SI: Most influential person on your cooking life?

That would be people. Julia, Jacques, Alice. Besides Graham Kerr, my mother and I always watched Julia Child on her original shows. I suspect that's where the seeds of my interest in food were first planted. Later, when I was an amateur cook, I watched Jacques Pepin religiously, bought all of his cookbooks. I've always admired his love of food and especially how he cooks with such ease and efficiency. Finally, Alice Waters and Chez Panisse. Nothing more to say here. Alice and her famous restaurant have had a profound effect on me.

SI: What's one thing you wish people knew about cooking?
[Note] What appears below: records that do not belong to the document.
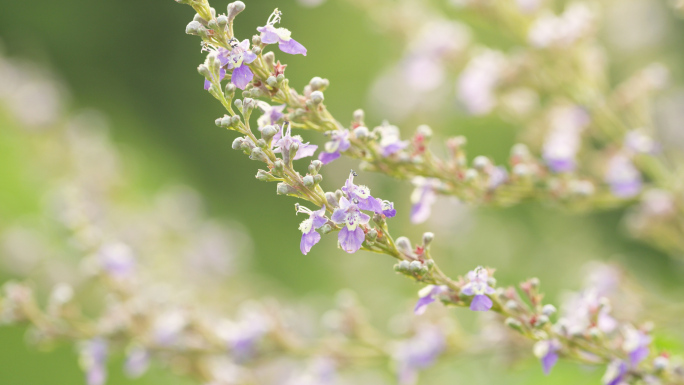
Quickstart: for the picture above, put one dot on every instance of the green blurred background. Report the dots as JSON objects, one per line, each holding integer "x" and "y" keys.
{"x": 132, "y": 61}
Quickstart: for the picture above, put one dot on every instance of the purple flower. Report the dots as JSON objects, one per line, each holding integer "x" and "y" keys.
{"x": 351, "y": 235}
{"x": 308, "y": 228}
{"x": 287, "y": 140}
{"x": 389, "y": 139}
{"x": 93, "y": 359}
{"x": 423, "y": 197}
{"x": 615, "y": 373}
{"x": 208, "y": 82}
{"x": 271, "y": 115}
{"x": 624, "y": 179}
{"x": 478, "y": 287}
{"x": 339, "y": 142}
{"x": 271, "y": 35}
{"x": 419, "y": 352}
{"x": 237, "y": 60}
{"x": 547, "y": 352}
{"x": 563, "y": 140}
{"x": 361, "y": 195}
{"x": 428, "y": 295}
{"x": 137, "y": 362}
{"x": 636, "y": 345}
{"x": 388, "y": 208}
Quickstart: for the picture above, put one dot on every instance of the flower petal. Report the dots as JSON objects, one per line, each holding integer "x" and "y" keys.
{"x": 292, "y": 47}
{"x": 242, "y": 75}
{"x": 308, "y": 241}
{"x": 268, "y": 34}
{"x": 481, "y": 303}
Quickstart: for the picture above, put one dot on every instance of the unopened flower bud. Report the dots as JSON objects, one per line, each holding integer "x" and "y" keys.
{"x": 234, "y": 8}
{"x": 269, "y": 58}
{"x": 514, "y": 324}
{"x": 415, "y": 266}
{"x": 548, "y": 310}
{"x": 521, "y": 170}
{"x": 278, "y": 166}
{"x": 265, "y": 176}
{"x": 325, "y": 229}
{"x": 222, "y": 21}
{"x": 258, "y": 154}
{"x": 268, "y": 132}
{"x": 285, "y": 189}
{"x": 308, "y": 181}
{"x": 511, "y": 305}
{"x": 194, "y": 27}
{"x": 402, "y": 267}
{"x": 237, "y": 143}
{"x": 361, "y": 132}
{"x": 198, "y": 18}
{"x": 428, "y": 238}
{"x": 404, "y": 245}
{"x": 203, "y": 69}
{"x": 318, "y": 84}
{"x": 332, "y": 200}
{"x": 317, "y": 97}
{"x": 315, "y": 167}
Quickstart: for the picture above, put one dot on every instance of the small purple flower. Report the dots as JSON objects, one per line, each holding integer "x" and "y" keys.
{"x": 428, "y": 295}
{"x": 271, "y": 35}
{"x": 351, "y": 235}
{"x": 308, "y": 227}
{"x": 287, "y": 140}
{"x": 636, "y": 345}
{"x": 237, "y": 60}
{"x": 423, "y": 197}
{"x": 624, "y": 179}
{"x": 361, "y": 195}
{"x": 117, "y": 260}
{"x": 93, "y": 359}
{"x": 615, "y": 373}
{"x": 271, "y": 115}
{"x": 419, "y": 352}
{"x": 208, "y": 82}
{"x": 338, "y": 143}
{"x": 547, "y": 352}
{"x": 388, "y": 208}
{"x": 137, "y": 362}
{"x": 389, "y": 139}
{"x": 479, "y": 287}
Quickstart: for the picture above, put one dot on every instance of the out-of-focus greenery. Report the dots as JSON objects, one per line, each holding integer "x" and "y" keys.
{"x": 132, "y": 60}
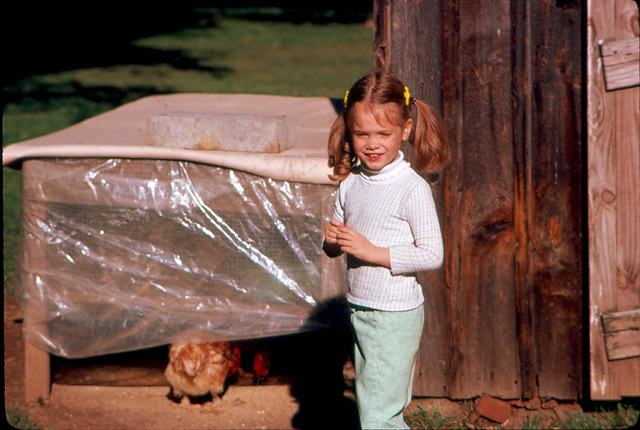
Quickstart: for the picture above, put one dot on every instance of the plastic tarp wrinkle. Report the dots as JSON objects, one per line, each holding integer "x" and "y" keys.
{"x": 122, "y": 254}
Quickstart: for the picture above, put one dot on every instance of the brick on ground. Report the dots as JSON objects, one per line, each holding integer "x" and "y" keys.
{"x": 494, "y": 409}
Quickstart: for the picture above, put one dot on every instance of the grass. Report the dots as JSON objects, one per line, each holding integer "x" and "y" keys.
{"x": 269, "y": 55}
{"x": 620, "y": 417}
{"x": 18, "y": 418}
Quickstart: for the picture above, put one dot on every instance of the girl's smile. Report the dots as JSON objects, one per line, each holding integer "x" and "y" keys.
{"x": 376, "y": 140}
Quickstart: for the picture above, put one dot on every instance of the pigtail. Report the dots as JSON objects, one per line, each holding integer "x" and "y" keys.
{"x": 341, "y": 157}
{"x": 430, "y": 139}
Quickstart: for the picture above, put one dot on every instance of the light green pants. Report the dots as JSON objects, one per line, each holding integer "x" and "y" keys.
{"x": 386, "y": 344}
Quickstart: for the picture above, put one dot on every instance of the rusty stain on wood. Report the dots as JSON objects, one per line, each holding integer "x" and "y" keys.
{"x": 621, "y": 63}
{"x": 622, "y": 334}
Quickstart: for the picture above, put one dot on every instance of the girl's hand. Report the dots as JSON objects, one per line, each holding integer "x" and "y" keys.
{"x": 331, "y": 246}
{"x": 354, "y": 243}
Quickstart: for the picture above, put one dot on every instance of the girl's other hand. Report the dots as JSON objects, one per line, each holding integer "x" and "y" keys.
{"x": 357, "y": 245}
{"x": 331, "y": 246}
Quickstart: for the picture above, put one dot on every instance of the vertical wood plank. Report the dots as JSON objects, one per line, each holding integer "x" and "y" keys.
{"x": 601, "y": 201}
{"x": 555, "y": 221}
{"x": 452, "y": 90}
{"x": 613, "y": 119}
{"x": 485, "y": 356}
{"x": 627, "y": 126}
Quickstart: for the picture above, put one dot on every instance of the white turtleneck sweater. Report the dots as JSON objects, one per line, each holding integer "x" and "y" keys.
{"x": 394, "y": 209}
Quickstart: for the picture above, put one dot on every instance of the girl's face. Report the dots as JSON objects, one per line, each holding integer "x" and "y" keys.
{"x": 376, "y": 138}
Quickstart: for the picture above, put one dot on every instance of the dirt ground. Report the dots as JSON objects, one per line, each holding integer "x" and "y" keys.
{"x": 129, "y": 391}
{"x": 309, "y": 387}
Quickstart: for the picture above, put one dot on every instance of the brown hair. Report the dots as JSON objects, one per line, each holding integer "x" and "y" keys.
{"x": 429, "y": 136}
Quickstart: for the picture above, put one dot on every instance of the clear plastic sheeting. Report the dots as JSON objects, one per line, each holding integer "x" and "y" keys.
{"x": 122, "y": 254}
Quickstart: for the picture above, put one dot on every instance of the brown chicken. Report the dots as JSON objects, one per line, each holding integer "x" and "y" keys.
{"x": 199, "y": 369}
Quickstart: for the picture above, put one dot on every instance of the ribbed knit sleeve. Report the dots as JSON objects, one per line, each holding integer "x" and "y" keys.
{"x": 427, "y": 251}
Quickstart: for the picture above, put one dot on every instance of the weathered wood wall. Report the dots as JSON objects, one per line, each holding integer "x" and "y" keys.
{"x": 505, "y": 317}
{"x": 613, "y": 119}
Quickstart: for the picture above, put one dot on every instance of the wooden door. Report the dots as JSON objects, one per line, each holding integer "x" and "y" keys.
{"x": 613, "y": 114}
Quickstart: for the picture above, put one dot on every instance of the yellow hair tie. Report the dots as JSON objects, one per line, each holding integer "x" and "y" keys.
{"x": 407, "y": 95}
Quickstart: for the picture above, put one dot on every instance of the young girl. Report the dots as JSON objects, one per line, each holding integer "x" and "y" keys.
{"x": 385, "y": 221}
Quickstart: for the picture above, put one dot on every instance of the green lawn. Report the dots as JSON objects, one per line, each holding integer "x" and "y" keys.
{"x": 262, "y": 56}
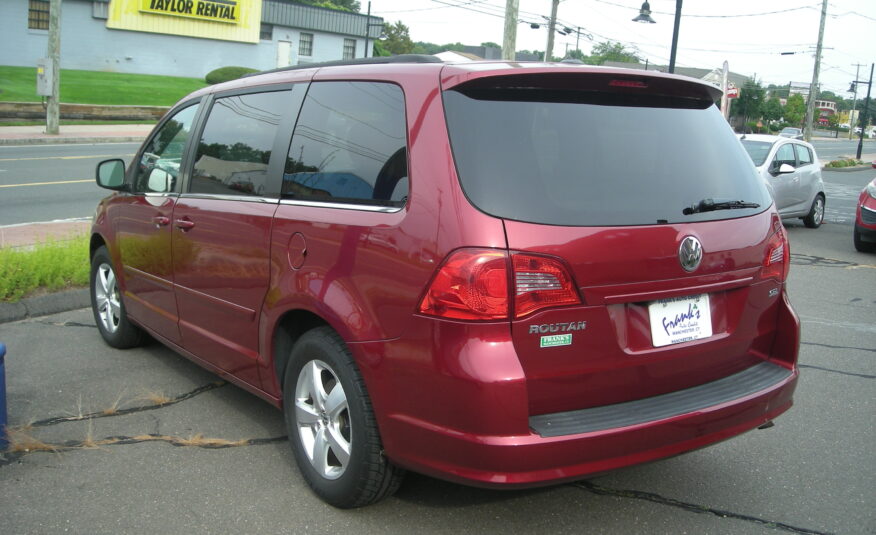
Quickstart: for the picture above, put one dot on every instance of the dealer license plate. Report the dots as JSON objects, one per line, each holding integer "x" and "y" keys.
{"x": 680, "y": 319}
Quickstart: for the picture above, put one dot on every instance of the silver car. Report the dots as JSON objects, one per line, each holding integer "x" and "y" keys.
{"x": 792, "y": 173}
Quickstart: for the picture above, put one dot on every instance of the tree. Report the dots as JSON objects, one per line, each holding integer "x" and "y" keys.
{"x": 750, "y": 101}
{"x": 772, "y": 109}
{"x": 398, "y": 39}
{"x": 795, "y": 110}
{"x": 612, "y": 51}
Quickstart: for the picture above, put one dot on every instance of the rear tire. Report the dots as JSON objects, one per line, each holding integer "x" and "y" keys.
{"x": 107, "y": 305}
{"x": 331, "y": 424}
{"x": 861, "y": 245}
{"x": 816, "y": 213}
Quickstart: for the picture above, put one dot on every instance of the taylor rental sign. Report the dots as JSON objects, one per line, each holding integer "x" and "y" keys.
{"x": 213, "y": 10}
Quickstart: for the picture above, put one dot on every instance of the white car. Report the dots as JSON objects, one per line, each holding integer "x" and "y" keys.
{"x": 792, "y": 173}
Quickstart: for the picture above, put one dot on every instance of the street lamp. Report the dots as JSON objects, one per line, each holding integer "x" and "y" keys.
{"x": 645, "y": 16}
{"x": 368, "y": 26}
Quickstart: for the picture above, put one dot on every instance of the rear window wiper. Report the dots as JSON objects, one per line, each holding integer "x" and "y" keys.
{"x": 709, "y": 205}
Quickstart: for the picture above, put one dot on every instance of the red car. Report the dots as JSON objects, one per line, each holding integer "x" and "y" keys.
{"x": 500, "y": 274}
{"x": 865, "y": 220}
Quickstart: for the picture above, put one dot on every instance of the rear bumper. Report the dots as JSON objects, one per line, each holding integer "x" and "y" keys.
{"x": 533, "y": 460}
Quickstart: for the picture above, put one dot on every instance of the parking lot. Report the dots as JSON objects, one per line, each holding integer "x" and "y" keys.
{"x": 127, "y": 441}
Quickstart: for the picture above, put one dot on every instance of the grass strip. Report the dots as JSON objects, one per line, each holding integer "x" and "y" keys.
{"x": 49, "y": 266}
{"x": 95, "y": 87}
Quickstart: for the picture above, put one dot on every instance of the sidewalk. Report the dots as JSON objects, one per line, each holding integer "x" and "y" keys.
{"x": 80, "y": 133}
{"x": 32, "y": 233}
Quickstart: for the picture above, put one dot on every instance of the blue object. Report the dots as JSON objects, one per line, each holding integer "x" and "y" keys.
{"x": 4, "y": 443}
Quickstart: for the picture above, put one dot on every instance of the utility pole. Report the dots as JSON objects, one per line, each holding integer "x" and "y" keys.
{"x": 549, "y": 51}
{"x": 54, "y": 52}
{"x": 813, "y": 88}
{"x": 854, "y": 100}
{"x": 866, "y": 112}
{"x": 509, "y": 41}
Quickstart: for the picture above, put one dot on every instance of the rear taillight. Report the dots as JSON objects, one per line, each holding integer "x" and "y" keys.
{"x": 777, "y": 261}
{"x": 541, "y": 282}
{"x": 472, "y": 284}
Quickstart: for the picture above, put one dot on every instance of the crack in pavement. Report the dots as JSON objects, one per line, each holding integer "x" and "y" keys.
{"x": 64, "y": 324}
{"x": 121, "y": 412}
{"x": 196, "y": 441}
{"x": 838, "y": 347}
{"x": 862, "y": 375}
{"x": 687, "y": 506}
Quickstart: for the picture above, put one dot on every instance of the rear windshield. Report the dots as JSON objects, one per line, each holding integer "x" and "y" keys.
{"x": 758, "y": 150}
{"x": 578, "y": 158}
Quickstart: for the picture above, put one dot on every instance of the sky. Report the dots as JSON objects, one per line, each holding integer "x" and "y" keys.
{"x": 749, "y": 34}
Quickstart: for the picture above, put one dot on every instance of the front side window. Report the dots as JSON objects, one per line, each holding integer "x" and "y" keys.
{"x": 349, "y": 146}
{"x": 803, "y": 154}
{"x": 235, "y": 147}
{"x": 158, "y": 170}
{"x": 305, "y": 44}
{"x": 38, "y": 14}
{"x": 349, "y": 48}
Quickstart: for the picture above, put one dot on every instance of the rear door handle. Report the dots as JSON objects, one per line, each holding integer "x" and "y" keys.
{"x": 184, "y": 224}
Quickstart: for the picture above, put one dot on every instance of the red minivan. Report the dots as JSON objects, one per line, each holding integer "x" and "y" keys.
{"x": 501, "y": 274}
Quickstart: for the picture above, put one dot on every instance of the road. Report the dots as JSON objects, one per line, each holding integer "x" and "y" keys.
{"x": 49, "y": 182}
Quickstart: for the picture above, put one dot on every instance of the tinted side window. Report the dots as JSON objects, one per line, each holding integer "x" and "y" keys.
{"x": 803, "y": 154}
{"x": 235, "y": 147}
{"x": 159, "y": 165}
{"x": 785, "y": 154}
{"x": 350, "y": 145}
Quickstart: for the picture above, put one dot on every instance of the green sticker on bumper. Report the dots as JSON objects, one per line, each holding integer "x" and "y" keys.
{"x": 556, "y": 340}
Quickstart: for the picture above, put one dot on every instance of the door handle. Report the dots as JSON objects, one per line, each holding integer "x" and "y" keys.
{"x": 184, "y": 224}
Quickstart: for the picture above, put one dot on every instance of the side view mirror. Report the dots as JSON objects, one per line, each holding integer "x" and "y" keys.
{"x": 110, "y": 174}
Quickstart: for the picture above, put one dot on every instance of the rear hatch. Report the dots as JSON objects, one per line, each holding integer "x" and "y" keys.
{"x": 606, "y": 174}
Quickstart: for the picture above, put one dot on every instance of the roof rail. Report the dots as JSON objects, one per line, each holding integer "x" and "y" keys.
{"x": 379, "y": 60}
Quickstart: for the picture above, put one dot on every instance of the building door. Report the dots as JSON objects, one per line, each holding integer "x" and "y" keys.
{"x": 284, "y": 53}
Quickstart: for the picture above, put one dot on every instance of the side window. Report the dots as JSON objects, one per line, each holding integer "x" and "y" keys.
{"x": 235, "y": 147}
{"x": 159, "y": 165}
{"x": 785, "y": 154}
{"x": 350, "y": 145}
{"x": 803, "y": 154}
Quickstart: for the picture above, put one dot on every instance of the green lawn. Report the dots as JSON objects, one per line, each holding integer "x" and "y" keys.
{"x": 18, "y": 84}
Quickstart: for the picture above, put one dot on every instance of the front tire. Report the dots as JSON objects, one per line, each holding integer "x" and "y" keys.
{"x": 331, "y": 424}
{"x": 107, "y": 305}
{"x": 816, "y": 213}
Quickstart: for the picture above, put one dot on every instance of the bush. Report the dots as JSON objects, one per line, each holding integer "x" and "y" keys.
{"x": 224, "y": 74}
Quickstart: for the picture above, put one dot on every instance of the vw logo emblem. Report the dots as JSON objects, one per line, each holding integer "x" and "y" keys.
{"x": 690, "y": 253}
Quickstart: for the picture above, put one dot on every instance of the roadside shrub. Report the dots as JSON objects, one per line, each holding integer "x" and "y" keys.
{"x": 224, "y": 74}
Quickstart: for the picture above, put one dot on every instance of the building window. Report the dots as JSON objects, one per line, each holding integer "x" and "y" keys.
{"x": 38, "y": 14}
{"x": 305, "y": 44}
{"x": 267, "y": 32}
{"x": 349, "y": 48}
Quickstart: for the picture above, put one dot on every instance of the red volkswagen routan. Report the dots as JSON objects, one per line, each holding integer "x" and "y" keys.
{"x": 500, "y": 274}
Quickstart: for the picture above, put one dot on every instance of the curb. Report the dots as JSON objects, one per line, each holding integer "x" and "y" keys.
{"x": 61, "y": 140}
{"x": 43, "y": 305}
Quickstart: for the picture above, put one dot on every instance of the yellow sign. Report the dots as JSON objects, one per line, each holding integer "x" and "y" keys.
{"x": 213, "y": 10}
{"x": 228, "y": 20}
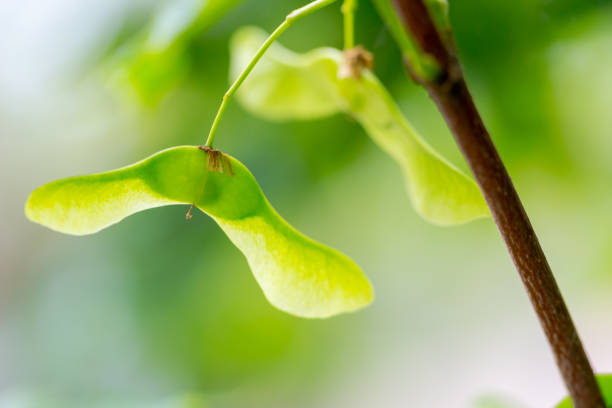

DJO: That recipes are snapshots, moments frozen in time, a single opinion in a world of opinions, techniques among countless techniques, showing but just one way of preparing something. Once you realize this, it's easy to tap out endless riffs on a singular snapshot.

SI: Favorite cookbook?

DJO: Julia Child's Mastering the Art of French Cooking, but only because it's my oldest. Joy of Cooking sits forlorn on the shelf, wedged between the CIA book Garde Manger and James Petersen's Sauces. My wife gave it to me the first year we were married, in 1980. It's pages are spotted and stained because I cooked so many of the “Cockaigne” recipes, the Rombauer favorites. It's one of the old versions too, with instructions on skinning squirrels, how to cook bear, porcupine and raccoon. Love that. I learned a lot from that book, even though I no longer consult it. Judy Rodgers Zuni Cafe Cookbook has a broken binding from being consulted so frequently, as do most of my Chez Panisse cookbooks and those from Jacques Pepin, Patricia Wells and Marcella Hazan. My Thomas Keller cookbooks are dog-eared and stained, but my Charley Trotter books remain pristine, as they should be. Although not strictly a cookbook, Harold McGee's On Food and Cooking continues to challenge me while mysteriously losing it pages.